Thanks for the comment, Walker!

I agree that the store’s computers/marketers should determine the types of messages that shoppers receive. But if the store is implementing beacon technology, the associates should be able to pull up information such as a shopper’s purchase history or whether or not they’re a repeat buyer.

From that information, associates can figure out how to best approach a customer. For example, let’s say your beacon solution notifies you (or your staff) that a VIP customer has just walked in; in this case, the associate should familiarize herself with that customer’s preferences so she knows how engage with or assist that customer based on his or her past interactions with the business.

Hope this helps!


Comment by Walker Rowe on

Hi Fancesca,

I am investigating beacons more from a technology and not retailing perspective. But I have opinions on both.

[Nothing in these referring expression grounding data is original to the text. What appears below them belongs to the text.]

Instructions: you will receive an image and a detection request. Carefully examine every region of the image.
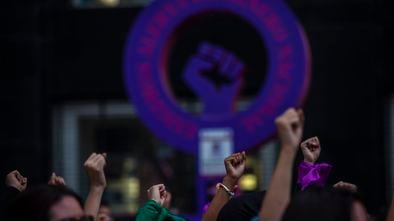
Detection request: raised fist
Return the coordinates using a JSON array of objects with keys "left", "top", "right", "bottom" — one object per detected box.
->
[
  {"left": 84, "top": 153, "right": 107, "bottom": 189},
  {"left": 300, "top": 136, "right": 321, "bottom": 164},
  {"left": 48, "top": 172, "right": 66, "bottom": 186},
  {"left": 147, "top": 184, "right": 168, "bottom": 206},
  {"left": 224, "top": 151, "right": 246, "bottom": 184},
  {"left": 275, "top": 108, "right": 304, "bottom": 150},
  {"left": 5, "top": 170, "right": 27, "bottom": 192},
  {"left": 183, "top": 42, "right": 244, "bottom": 115}
]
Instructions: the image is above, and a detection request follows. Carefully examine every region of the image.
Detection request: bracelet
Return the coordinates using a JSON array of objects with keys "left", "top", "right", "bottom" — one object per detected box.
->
[{"left": 216, "top": 183, "right": 235, "bottom": 198}]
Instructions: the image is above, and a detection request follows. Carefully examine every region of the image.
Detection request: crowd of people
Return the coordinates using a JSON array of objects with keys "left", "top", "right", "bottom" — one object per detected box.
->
[
  {"left": 2, "top": 153, "right": 112, "bottom": 221},
  {"left": 1, "top": 108, "right": 393, "bottom": 221}
]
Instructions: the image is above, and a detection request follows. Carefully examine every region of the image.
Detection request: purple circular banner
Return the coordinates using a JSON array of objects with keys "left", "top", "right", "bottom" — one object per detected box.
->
[{"left": 124, "top": 0, "right": 311, "bottom": 154}]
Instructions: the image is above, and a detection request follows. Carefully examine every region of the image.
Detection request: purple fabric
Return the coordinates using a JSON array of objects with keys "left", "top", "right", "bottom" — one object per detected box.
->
[{"left": 297, "top": 161, "right": 332, "bottom": 190}]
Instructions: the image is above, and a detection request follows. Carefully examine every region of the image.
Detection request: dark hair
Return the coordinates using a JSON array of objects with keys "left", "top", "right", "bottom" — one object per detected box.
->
[
  {"left": 217, "top": 191, "right": 266, "bottom": 221},
  {"left": 282, "top": 187, "right": 361, "bottom": 221},
  {"left": 7, "top": 185, "right": 83, "bottom": 221}
]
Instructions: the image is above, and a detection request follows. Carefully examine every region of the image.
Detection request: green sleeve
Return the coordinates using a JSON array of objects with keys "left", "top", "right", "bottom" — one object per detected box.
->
[
  {"left": 135, "top": 200, "right": 169, "bottom": 221},
  {"left": 135, "top": 200, "right": 187, "bottom": 221}
]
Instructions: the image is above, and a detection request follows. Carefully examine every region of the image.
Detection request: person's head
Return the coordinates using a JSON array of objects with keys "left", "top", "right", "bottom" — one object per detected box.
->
[
  {"left": 282, "top": 187, "right": 368, "bottom": 221},
  {"left": 98, "top": 200, "right": 113, "bottom": 221},
  {"left": 217, "top": 191, "right": 265, "bottom": 221},
  {"left": 7, "top": 185, "right": 90, "bottom": 221}
]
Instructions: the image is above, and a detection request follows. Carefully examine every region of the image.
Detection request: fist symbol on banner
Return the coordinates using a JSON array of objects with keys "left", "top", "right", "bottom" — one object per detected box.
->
[{"left": 183, "top": 42, "right": 245, "bottom": 115}]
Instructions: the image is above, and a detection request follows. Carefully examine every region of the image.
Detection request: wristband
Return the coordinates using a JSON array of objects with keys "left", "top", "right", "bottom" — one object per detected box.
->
[{"left": 216, "top": 183, "right": 235, "bottom": 198}]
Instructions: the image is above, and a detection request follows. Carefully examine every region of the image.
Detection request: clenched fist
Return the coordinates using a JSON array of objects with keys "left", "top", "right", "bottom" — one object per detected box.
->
[
  {"left": 300, "top": 136, "right": 321, "bottom": 164},
  {"left": 84, "top": 153, "right": 107, "bottom": 189},
  {"left": 5, "top": 170, "right": 27, "bottom": 192}
]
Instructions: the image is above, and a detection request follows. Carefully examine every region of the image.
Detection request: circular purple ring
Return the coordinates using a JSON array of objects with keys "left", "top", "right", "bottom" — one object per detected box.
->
[{"left": 124, "top": 0, "right": 311, "bottom": 154}]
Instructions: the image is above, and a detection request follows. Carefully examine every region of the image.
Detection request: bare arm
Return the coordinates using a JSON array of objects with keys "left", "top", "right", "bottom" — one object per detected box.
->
[
  {"left": 202, "top": 151, "right": 246, "bottom": 221},
  {"left": 84, "top": 153, "right": 107, "bottom": 220},
  {"left": 259, "top": 108, "right": 304, "bottom": 221}
]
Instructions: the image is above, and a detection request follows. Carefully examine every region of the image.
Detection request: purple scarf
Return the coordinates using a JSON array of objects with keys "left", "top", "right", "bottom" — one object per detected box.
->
[{"left": 297, "top": 161, "right": 332, "bottom": 190}]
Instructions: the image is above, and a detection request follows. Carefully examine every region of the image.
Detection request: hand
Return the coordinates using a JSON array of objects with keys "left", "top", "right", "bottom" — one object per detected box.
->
[
  {"left": 275, "top": 108, "right": 304, "bottom": 151},
  {"left": 147, "top": 184, "right": 167, "bottom": 206},
  {"left": 5, "top": 170, "right": 27, "bottom": 192},
  {"left": 84, "top": 153, "right": 107, "bottom": 189},
  {"left": 48, "top": 172, "right": 66, "bottom": 186},
  {"left": 223, "top": 151, "right": 246, "bottom": 187},
  {"left": 300, "top": 136, "right": 321, "bottom": 164},
  {"left": 333, "top": 181, "right": 358, "bottom": 193},
  {"left": 162, "top": 191, "right": 172, "bottom": 209},
  {"left": 183, "top": 42, "right": 245, "bottom": 115}
]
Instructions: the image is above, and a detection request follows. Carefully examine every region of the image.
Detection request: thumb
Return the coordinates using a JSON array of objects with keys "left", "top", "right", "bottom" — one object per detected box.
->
[{"left": 225, "top": 160, "right": 234, "bottom": 171}]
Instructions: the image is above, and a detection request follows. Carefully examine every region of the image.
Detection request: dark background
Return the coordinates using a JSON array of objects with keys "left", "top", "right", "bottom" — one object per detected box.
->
[{"left": 0, "top": 0, "right": 392, "bottom": 216}]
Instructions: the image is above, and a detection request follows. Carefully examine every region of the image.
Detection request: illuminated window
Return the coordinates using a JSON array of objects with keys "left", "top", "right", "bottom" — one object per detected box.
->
[{"left": 52, "top": 102, "right": 196, "bottom": 216}]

It seems from what I read about the data broker business that stores should not let the store employees make decisions about what notifications to send and when, which is what Retail Category Consultants said. Rather the store’s computers and marketers should do that. The beacon can track the customer by their IMEI, yes? So they can tell when the customer is a returning customer and what they have bought before if the POS tracks the IMEI as well. Since the beacon can place the customer in front of, say, the perfume counter, if this customer has bought perfume before then send them a notification to their device offering a discount on perfume.

Is that a good way to use the technology? What about using it for tracking to build up a customer profile to be sold to data brokers in addition to just using it to pitch ads to single individuals? I understand that retailers are making money from selling data on their customers. Seems to me this data would be much more accurate than say Google Adwords. Because you can tell where the customer went, what they looked at, what they bought, if they walked out, and if they came back another day. That’s far more valuable that tracking cookies in a browser, yes?


Walker Rowe


Comment by Francesca Nicasio on

“However, many industry experts are of the opinion that the best way forward is for businesses to match their strategy plan with the needs and preferences of their consumers.”

-Couldn’t agree more. There certainly is no one size fits all strategy when it comes to beacon implementation, which is why merchants really have to figure out what their customers need, and what they’re doing inside their stores.

And I appreciate you sharing that link! I’ll check it out.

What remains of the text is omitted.